Meursault, contre-enquête de Kamel Daoud, éditions Actes Sud, 19 euros
Cuisine interne, les prix sont finis.
Parmi les nommés, Kamel Daoud a longtemps fait parler de lui. En raison d'Albert Camus, bien sûr, le "héros" tel qu'il est souvent appelé dans Meursault, contre-enquête. Cela a joué pour et contre Kamel Daoud.
Il est vrai que longtemps on ne sait où veut en venir Haroun le narrateur de Meursault, contre enquête. On comprend vite que celui-ci revendique être le frère de l'arabe tué dans L'étranger mais il se garde bien de citer le titre du livre. C'est une des clés narratives du roman qui ne cesse d'évoquer l'épisode central du grand livre de Camus, l'assassinat d'un arabe sur une plage d'Alger en plein soleil, il y a plus de soixante ans, par un français du nom de Meursault. Et c'est bien là le hic de cette histoire qui tourmente Haroun constatant avec effroi que si l'assassin porte un nom, la victime, elle, reste anonyme.
Nous prenons donc connaissance de l'histoire de Moussa, l'arabe tué en 1942 jamais nommé dans L'étranger. Plus précisément, nous écoutons l'histoire d'Haroun dont nous découvrons le tempérament et les secrets qui l'accompagnent. Sa vie a traversé l'histoire de la jeune nation algérienne de 1962 à nos jours. Elle nous est racontée du fin fond d'un bar qui héberge chaque jour ce frère hanté par un mort, un martyr mais encore, longtemps étouffé par une mère amputée d'un fils au détriment d'un autre qui a eu le tort de rester en vie.
Ce fils restant, qu'a t-il fait de sa vie à l'ombre de ce frère, tué deux fois, dans la vie réelle, puis dans un livre ?
Kamel Daoud n'instruit pas un procès à l'encontre de Camus, bien au contraire, il en épouse malicieusement le style (donc les thèses), notamment lors de l'interrogatoire subi par Haroun dans les jours qui suivirent l'indépendance de l'Algérie.
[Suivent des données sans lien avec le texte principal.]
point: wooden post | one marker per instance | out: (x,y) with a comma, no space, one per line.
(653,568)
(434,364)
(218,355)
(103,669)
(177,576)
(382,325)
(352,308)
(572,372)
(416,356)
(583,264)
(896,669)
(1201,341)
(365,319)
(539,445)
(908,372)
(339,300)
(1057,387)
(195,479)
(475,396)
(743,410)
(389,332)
Une forme de détresse apparaît chez lui, ponctuée par un vif désenchantement. S'adressant à un témoin invisible et muet, Haroun raconte ce qui pèse en son âme depuis ses plus jeunes années jusqu'à aujourd'hui où il passe pour un vieux fou.
Kamel Daoud procède par interpellation : "As-tu bien noté ? Mon frère s'appelait Moussa. Il avait un nom. Mais il restera l'Arabe, et pour toujours."
Le lecteur, qui ne sait rien de cet arabe tué dans L’étranger, va connaître la face cachée de cette histoire, autrement dit, le point de vue algérien. Mais ce point de vue est dépourvu de haine, il évite tous les écueils du ressentiment facile. Nous sommes à l'opposé de la caricature qui se résumerait au bon arabe contre le mauvais français. Kamel Daoud est présenté par son éditeur comme le chroniqueur journaliste le plus lu en Algérie.
Autant dire qu'il n'appartient pas, loin s'en faut, au mouvement islamiste intégriste qu'il égratigne voire provoque à maintes reprises. Meursault, contre-enquête est un livre courageux, conscient des risques encourus et de la mauvaise interprétation possible de son sujet.
Le jury du prix Goncourt, à une voix près, a failli prendre un autre risque, celui de récompenser un livre audacieux qui interpelle son lecteur.
Le jury du prix Goncourt, à une voix près, a failli prendre un autre risque, celui de récompenser un livre audacieux qui interpelle son lecteur.